Appointed Director of the New York State Department of Housing Affirmative Action, Diversity Management and Development Programs, Dennis’s office provided guidance and technical assistance to write the NYS Consolidated plan for Affirmatively Furthering Fair Housing. Governor Pataki selected him to serve on the NYS Observance Planning Committee to oversee development and implementation of New York’s first Annual Dr. Martin Luther King Day commemoration, subsequently held each year in Albany.

Dennis’s articles have appeared in the Philadelphia Evening Bulletin, Washington’s Capitol City Spotlight, the Staten Island Advance, the Gannett-Westchester News, the Times of Northwest Indiana, the New York Daily Challenge, and the New York Amsterdam News, where he interned as a reporter. In 1996, he traveled to Russia with a cadre of journalists from the Atlanta-based Russian Center for Church Multiplication and reported on the underground church in the time of Perestroika after the breakup of the USSR. As an assistant researcher for Tony Carnes’ book, New York Glory:Religions in the City, Dennis conducted interviews about the diversity of religious life in New York. He retired as Director New York State’s DHCR Division of Housing and Community Renewal’s Office of Rent Administration located in Central Harlem in 2007.

Throughout his career, Dennis also fostered his love of singing, performing and releasing three albums; For Only You, All Things in Time, and Bossa, Blues, and Ballads, as well as his original single Sunday Morning Sunshine.

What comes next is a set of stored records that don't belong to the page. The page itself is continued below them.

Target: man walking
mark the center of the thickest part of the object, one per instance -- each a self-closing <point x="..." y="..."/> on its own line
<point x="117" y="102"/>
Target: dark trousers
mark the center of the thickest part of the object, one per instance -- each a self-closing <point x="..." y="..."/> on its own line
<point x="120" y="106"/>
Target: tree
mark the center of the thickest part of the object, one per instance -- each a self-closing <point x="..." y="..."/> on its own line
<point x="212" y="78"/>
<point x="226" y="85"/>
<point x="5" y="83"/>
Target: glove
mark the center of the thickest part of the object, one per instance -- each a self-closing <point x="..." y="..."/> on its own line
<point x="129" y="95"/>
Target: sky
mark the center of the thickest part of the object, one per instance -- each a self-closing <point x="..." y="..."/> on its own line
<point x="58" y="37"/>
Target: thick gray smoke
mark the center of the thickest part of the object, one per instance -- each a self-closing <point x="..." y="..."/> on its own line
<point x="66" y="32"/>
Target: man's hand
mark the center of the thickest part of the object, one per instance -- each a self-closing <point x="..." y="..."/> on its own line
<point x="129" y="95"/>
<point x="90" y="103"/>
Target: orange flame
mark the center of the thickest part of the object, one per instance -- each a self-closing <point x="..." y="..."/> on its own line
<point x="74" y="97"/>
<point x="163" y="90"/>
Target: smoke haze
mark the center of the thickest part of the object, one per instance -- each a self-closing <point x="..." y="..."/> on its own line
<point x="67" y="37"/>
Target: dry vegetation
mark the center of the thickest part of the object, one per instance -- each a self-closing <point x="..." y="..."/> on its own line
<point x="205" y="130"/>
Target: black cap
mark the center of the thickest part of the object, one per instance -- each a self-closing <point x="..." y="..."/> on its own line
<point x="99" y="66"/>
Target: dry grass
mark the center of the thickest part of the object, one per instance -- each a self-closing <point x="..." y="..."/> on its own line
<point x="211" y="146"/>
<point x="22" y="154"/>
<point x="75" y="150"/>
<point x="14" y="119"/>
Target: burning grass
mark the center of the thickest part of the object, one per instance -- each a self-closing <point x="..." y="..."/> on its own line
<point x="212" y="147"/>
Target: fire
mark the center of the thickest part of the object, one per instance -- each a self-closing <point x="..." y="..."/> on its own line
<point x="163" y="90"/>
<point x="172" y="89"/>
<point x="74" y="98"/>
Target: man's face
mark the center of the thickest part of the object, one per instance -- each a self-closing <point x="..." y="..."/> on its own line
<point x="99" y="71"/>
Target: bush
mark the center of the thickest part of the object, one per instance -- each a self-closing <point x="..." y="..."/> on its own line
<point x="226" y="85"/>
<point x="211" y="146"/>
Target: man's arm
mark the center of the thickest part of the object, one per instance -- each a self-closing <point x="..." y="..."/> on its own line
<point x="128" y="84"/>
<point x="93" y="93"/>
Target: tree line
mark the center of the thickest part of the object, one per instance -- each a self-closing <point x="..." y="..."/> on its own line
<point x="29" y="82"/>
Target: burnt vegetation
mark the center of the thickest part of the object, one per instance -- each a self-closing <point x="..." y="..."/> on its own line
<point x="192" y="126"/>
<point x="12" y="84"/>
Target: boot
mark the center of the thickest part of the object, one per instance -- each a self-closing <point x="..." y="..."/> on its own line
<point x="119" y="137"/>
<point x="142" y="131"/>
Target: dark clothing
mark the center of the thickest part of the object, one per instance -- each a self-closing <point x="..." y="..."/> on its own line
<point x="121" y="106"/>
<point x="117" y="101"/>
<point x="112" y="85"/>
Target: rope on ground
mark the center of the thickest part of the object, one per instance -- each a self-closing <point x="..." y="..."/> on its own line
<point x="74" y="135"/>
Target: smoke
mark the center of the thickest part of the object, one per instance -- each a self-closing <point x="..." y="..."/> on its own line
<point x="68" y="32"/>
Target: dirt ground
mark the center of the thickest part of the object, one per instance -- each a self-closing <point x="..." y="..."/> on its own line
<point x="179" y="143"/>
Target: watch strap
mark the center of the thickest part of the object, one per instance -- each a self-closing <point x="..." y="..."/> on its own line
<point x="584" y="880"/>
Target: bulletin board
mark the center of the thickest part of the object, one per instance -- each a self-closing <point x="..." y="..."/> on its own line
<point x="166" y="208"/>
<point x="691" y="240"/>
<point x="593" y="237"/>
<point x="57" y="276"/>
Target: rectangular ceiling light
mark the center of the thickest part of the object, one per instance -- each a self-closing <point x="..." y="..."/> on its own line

In 2003 Dennis founded D-Day Media Group (DDMG). DDMG’s mission is to promote cultural and global community through original and shared content focused upon documenting the stories, talents, and experiences of a wide array of diverse American and global citizens, especially those of the African Diaspora. This includes music offered by DDMG Records, film and video, social and cultural commentary, reviews, educational forums, biographies, interviews, and photojournalism. D-Day Media Group seeks to uphold our shared democratic ideals and to strengthen one Global Village that strives to be inclusive, better informed, and committed to developing a more just and tolerant society. A certified producer of television programming for Manhattan Neighborhood Network’s MNN public Affairs channels, Dennis produced a series of episodes of his original show, Global Village Talk, featuring a plethora of subjects, including An Evening with Bishop TuTu at The Riverside Church, Good Hair vs Bad Hair, an Interview about black representation and self-esteem with Dr. bel hooks, This Far by Faith with Journalist Juan Williams, and his original documentary 9/11 Unfinished Business.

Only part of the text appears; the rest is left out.